Comme indiqué ci-dessus, lorsqu'on est dans la joie (ex: qui s'extériorise par de la danse, main qui claque, ...), on peut atteindre un degré le plus élevé possible. Plus que cela encore, c'est aussi une période de prière puissante.

Nous devons réaliser que danser à Sim'hat Torah est une opportunité, et peut-être le plus grand moment propice de toute l'année, puisque Sim'hat Torah est considérée comme faisant partie de Chemini Atséret et que nous sommes toujours en audience personnelle avec Hachem.

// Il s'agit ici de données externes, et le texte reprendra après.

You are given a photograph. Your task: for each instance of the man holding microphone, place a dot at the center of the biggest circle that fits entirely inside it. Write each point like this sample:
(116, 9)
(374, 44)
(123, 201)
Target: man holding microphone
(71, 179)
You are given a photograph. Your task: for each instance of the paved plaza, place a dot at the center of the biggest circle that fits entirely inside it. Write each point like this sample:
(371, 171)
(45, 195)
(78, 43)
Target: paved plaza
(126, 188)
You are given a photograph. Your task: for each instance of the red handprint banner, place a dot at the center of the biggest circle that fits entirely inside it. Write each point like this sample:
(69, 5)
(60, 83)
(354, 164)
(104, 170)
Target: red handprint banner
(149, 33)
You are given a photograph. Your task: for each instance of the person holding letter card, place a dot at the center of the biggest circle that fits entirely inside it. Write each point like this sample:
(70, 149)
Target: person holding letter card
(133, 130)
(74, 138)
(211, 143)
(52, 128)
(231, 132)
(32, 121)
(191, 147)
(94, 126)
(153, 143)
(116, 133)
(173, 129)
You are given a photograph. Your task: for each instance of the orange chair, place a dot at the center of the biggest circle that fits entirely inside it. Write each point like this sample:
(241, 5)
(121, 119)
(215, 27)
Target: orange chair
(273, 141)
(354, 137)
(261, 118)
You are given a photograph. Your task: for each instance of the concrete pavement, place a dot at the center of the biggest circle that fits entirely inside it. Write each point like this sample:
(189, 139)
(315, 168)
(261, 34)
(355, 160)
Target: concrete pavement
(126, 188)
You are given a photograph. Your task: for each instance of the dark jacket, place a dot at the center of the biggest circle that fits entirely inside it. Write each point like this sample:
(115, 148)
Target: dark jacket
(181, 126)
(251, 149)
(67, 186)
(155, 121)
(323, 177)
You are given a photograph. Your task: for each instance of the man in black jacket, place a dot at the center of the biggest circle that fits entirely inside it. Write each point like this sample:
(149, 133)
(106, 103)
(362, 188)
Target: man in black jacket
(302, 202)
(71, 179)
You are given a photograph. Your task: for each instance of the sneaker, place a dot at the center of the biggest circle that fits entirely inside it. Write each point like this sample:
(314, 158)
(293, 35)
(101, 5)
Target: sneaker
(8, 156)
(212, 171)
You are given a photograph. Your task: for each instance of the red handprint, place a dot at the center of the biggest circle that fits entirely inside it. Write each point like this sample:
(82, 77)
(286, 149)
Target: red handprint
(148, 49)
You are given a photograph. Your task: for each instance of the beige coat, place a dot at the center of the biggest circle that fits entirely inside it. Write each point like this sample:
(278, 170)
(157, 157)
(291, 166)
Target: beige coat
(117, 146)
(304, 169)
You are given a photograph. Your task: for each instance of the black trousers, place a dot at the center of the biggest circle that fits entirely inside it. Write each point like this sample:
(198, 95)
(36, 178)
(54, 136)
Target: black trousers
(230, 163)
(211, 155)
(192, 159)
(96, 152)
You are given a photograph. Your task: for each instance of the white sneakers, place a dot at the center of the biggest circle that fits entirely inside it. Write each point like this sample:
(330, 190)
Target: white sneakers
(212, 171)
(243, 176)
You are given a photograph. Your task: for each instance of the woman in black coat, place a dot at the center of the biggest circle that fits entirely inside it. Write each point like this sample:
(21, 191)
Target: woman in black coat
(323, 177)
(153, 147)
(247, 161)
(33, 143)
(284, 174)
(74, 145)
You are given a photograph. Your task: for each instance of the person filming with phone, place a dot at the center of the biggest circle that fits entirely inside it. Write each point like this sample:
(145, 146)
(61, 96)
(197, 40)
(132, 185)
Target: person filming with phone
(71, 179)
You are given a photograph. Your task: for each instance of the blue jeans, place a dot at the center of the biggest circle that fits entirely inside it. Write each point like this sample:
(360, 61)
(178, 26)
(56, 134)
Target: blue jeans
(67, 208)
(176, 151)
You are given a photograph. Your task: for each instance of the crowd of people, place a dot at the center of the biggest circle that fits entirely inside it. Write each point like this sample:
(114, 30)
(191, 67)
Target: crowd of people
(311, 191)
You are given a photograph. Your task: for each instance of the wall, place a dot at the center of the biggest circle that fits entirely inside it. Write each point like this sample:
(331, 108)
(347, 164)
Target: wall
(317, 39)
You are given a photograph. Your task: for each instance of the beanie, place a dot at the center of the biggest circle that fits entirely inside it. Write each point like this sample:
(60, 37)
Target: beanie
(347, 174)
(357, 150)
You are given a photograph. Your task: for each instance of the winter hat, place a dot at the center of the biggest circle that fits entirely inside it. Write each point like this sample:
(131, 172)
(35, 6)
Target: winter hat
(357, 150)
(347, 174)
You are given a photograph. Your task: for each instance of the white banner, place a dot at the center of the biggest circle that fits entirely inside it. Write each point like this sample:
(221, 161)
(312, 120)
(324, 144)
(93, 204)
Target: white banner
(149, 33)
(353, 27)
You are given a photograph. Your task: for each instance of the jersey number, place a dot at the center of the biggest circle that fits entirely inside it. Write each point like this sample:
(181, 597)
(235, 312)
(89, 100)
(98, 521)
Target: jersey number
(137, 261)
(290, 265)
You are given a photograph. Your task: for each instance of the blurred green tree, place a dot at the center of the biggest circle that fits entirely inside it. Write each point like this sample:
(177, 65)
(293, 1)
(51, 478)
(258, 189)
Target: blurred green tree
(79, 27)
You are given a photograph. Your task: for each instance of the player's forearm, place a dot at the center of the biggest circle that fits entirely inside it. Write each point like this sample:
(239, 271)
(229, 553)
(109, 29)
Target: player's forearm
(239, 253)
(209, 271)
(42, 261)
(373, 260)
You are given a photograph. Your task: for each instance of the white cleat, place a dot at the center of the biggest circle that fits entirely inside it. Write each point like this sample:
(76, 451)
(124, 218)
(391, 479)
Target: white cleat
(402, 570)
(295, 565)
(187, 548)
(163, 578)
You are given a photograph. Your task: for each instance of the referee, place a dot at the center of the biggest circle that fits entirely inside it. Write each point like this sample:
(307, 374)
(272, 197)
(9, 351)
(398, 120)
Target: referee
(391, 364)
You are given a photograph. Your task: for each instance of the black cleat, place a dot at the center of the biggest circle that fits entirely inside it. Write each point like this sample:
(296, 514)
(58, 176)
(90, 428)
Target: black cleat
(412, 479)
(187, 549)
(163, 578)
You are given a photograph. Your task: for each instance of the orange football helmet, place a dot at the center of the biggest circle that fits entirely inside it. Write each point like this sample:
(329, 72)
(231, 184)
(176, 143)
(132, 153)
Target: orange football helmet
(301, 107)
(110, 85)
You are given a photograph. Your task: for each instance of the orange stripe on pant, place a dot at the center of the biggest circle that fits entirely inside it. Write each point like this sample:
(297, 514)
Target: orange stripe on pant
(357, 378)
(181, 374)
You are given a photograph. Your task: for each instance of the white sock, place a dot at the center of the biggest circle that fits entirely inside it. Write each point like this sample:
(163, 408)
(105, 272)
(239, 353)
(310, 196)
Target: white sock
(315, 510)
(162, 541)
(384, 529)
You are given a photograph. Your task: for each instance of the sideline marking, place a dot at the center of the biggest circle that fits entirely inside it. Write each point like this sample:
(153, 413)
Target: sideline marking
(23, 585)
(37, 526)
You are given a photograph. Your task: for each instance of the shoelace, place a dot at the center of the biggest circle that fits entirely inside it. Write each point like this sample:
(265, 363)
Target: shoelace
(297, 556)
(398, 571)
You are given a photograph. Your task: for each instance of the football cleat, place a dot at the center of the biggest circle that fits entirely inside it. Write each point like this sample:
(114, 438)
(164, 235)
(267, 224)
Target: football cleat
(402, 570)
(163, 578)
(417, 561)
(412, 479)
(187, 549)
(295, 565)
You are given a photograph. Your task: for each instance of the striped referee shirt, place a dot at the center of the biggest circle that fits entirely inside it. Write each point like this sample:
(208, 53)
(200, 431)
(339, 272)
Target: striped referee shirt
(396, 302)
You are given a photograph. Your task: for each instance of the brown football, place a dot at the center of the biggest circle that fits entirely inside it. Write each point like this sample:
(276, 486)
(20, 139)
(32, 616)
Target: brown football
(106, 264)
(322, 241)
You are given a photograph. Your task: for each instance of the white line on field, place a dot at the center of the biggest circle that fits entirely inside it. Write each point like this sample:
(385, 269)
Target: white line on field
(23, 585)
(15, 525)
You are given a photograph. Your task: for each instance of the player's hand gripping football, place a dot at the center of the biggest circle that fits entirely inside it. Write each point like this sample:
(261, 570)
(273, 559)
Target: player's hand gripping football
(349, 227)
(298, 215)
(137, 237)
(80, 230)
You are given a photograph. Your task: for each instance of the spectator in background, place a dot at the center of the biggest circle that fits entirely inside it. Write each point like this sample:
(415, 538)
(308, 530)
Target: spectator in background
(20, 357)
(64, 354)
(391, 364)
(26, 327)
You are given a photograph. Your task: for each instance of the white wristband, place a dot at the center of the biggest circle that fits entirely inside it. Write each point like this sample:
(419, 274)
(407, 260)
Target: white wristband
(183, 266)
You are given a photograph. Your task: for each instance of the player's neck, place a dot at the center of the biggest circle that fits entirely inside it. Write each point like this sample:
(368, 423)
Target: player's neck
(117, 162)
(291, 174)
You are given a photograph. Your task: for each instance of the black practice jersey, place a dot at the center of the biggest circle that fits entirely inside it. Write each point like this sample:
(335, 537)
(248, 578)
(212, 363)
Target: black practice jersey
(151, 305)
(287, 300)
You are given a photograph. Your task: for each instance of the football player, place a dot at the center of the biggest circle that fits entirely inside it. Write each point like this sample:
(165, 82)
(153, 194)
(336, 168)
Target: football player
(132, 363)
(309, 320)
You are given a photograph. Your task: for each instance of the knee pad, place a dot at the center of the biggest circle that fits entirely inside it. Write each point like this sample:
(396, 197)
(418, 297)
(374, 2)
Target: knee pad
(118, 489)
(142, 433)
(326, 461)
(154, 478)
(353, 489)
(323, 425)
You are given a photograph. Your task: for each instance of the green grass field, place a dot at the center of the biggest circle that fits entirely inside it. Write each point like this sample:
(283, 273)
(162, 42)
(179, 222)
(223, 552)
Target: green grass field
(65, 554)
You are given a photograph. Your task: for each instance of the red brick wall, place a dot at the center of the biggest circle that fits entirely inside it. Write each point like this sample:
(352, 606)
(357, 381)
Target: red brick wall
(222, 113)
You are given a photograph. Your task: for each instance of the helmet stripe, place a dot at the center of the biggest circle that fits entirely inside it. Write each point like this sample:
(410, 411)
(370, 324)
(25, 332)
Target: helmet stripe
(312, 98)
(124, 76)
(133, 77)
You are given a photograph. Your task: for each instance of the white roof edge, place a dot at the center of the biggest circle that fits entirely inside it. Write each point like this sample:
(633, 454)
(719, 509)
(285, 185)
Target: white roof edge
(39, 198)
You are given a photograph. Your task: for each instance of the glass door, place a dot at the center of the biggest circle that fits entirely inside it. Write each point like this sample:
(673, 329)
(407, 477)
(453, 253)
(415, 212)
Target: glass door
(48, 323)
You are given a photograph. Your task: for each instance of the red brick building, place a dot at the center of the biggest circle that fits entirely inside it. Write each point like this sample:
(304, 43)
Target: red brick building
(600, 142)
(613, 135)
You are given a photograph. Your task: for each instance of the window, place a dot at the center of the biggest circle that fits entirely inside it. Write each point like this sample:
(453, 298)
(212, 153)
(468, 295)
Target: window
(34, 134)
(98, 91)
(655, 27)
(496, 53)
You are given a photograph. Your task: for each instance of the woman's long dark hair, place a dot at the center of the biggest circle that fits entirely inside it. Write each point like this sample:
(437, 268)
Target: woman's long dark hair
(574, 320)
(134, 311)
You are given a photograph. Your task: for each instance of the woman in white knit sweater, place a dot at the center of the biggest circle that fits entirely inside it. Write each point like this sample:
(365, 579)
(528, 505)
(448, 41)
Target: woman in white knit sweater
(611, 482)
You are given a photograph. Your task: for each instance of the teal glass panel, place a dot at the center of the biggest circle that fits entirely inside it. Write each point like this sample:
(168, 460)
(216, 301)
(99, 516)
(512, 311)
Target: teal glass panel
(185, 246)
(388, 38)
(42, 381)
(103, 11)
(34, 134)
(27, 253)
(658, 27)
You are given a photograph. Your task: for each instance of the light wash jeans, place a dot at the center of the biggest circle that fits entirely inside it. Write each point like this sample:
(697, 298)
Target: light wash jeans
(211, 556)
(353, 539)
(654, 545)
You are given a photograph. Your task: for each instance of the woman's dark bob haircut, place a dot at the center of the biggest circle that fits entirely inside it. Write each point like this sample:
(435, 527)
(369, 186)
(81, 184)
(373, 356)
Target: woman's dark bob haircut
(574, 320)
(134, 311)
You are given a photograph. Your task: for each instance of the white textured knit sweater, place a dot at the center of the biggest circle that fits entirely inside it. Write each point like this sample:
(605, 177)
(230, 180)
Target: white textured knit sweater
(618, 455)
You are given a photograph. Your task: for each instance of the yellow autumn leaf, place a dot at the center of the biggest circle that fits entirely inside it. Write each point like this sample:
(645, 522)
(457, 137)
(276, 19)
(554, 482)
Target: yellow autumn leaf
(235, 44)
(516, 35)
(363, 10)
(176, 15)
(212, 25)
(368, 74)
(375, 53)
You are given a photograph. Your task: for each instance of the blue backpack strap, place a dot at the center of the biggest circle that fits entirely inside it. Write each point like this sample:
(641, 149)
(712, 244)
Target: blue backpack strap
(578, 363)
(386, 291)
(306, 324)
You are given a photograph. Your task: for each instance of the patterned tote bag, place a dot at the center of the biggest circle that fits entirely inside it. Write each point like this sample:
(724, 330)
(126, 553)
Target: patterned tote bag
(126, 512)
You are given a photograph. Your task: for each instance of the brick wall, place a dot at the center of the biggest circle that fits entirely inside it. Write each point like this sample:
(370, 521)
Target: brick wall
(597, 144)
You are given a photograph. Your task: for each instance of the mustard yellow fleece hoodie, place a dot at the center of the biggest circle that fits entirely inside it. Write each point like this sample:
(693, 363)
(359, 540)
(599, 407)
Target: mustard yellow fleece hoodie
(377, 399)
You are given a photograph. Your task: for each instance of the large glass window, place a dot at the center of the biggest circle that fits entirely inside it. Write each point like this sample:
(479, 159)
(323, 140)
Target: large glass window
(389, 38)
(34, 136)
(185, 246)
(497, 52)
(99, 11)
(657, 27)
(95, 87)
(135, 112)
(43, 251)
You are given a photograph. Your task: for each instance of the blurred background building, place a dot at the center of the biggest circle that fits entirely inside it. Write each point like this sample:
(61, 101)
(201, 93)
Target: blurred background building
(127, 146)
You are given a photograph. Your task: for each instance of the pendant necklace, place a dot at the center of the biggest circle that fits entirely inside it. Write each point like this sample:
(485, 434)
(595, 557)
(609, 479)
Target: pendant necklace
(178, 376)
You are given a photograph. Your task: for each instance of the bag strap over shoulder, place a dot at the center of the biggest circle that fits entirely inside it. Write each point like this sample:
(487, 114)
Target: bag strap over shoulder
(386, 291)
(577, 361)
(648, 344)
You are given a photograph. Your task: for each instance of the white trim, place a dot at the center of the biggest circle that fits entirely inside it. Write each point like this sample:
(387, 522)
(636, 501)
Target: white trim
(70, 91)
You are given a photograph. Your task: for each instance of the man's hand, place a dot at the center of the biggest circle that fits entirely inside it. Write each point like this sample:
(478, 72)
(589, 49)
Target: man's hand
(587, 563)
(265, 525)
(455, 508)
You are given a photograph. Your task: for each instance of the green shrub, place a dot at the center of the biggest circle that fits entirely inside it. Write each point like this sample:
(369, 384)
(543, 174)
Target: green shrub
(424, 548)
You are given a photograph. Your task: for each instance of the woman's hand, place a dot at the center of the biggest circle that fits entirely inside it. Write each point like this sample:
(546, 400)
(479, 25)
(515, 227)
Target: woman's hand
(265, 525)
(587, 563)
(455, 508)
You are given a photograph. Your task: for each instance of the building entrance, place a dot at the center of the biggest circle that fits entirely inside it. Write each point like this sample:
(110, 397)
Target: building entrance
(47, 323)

Par conséquent, le temps de la danse est un moment pour prier pour ses propres réalisations en matière de spiritualité.
C'est aussi le moment de prier pour ses enfants, le moment de sauvegarder la perpétuité de la Torah dans sa famille.
[d'après le rav Daniel Glatstein]

Un jour qui illumine tous les autres jours

+ Kippour - un jour qui illumine tous les autres jours :

Parce que Yom Kippour est comme le monde à Venir, et c'est un jour qui est plus spécial que tous les autres jours de l'année, comme ils l'ont dit ... en ce qui concerne le verset : "De tous les jours qui ont été créés, un seul est à Lui" (yamim youtsarou vélo é'had bahem - Téhilim 139,16), c'est Yom Kippour", où il y a une illumination du monde Supérieur.
Même l'Accusateur (le Satan) n'est pas autorisé à porter des accusations.

C'est pourquoi ce jour illumine tous les autres jours [de l'année] ... et de même, ce jour élève tous les autres jours ... ce qui signifie que ce jour élève tous les autres jours à un niveau supérieur à la nature, comme il est expliqué ailleurs, que l'existence dépend de la capacité à annuler (le moi et à s'attacher) à la source transcendante [de toutes les choses].
C'est pourquoi il faut se réjouir à l'approche de ce jour saint ... et l'illumination est canalisée par cette joie de Yom Kippour à tous les autres jours [de l'année].